For the fifth year in a row, and ever since the study began, Network Instruments found that an overwhelming percentage of respondents – 83 percent – pointed to determining where problems are occurring – whether it’s in the network, system or applications – is their biggest concern. This, according to Thompson, is “not a good sign,” as 40 percent said their average response time to issues is increasing.

Luckily for IT, the necessity to drill down to the root cause of a problem, as well as the likelihood that network traffic demands will increase significantly over the next few years, is making way for IT to serve a greater, and more intrinsic, role in the enterprise.

“The one bright spot in all of this, is that organizations are starting to look at IT more as a service,” said Thompson. “So we need to look at things and be able to identify if any aspect of the delivery is being impacted… This concept of looking at service delivery is really going to shift the way organizations are handling IT.

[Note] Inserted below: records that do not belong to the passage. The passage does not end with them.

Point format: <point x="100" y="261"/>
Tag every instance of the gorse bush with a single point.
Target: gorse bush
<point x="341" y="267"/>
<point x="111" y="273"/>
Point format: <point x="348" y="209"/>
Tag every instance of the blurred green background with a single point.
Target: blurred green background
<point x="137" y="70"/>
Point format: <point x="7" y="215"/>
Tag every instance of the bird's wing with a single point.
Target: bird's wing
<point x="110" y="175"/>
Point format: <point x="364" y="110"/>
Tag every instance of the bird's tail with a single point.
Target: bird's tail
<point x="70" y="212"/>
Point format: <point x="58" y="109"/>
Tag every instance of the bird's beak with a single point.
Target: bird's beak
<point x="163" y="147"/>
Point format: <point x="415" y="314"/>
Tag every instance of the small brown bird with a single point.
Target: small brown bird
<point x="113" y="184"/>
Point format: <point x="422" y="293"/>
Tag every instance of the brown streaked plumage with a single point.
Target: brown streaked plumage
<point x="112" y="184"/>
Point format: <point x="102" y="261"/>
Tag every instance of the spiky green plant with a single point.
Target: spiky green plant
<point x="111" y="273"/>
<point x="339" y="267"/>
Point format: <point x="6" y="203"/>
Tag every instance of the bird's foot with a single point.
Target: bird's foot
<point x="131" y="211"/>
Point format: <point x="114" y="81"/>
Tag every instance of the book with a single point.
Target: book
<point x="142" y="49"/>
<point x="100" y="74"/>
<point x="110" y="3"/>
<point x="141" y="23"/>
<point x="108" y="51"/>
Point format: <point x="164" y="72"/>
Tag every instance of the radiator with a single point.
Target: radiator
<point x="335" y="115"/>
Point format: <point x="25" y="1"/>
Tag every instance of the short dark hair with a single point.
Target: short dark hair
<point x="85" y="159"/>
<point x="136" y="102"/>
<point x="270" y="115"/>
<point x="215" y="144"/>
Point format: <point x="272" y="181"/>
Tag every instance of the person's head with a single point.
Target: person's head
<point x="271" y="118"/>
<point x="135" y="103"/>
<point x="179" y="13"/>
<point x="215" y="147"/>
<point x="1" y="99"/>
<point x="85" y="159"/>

“In what I’ve seen in talking with organizations, it’s really starting to happen now. Organizations are really starting to, at least from a tools perspective, break down the silos of IT, start to look at the delivery of content in terms of services, and not necessarily delineate such strict lines between security, networking, systems, applications and so forth. As a result, you have a natural progression toward not only identifying issues, but identifying the root cause of issues,” he continued.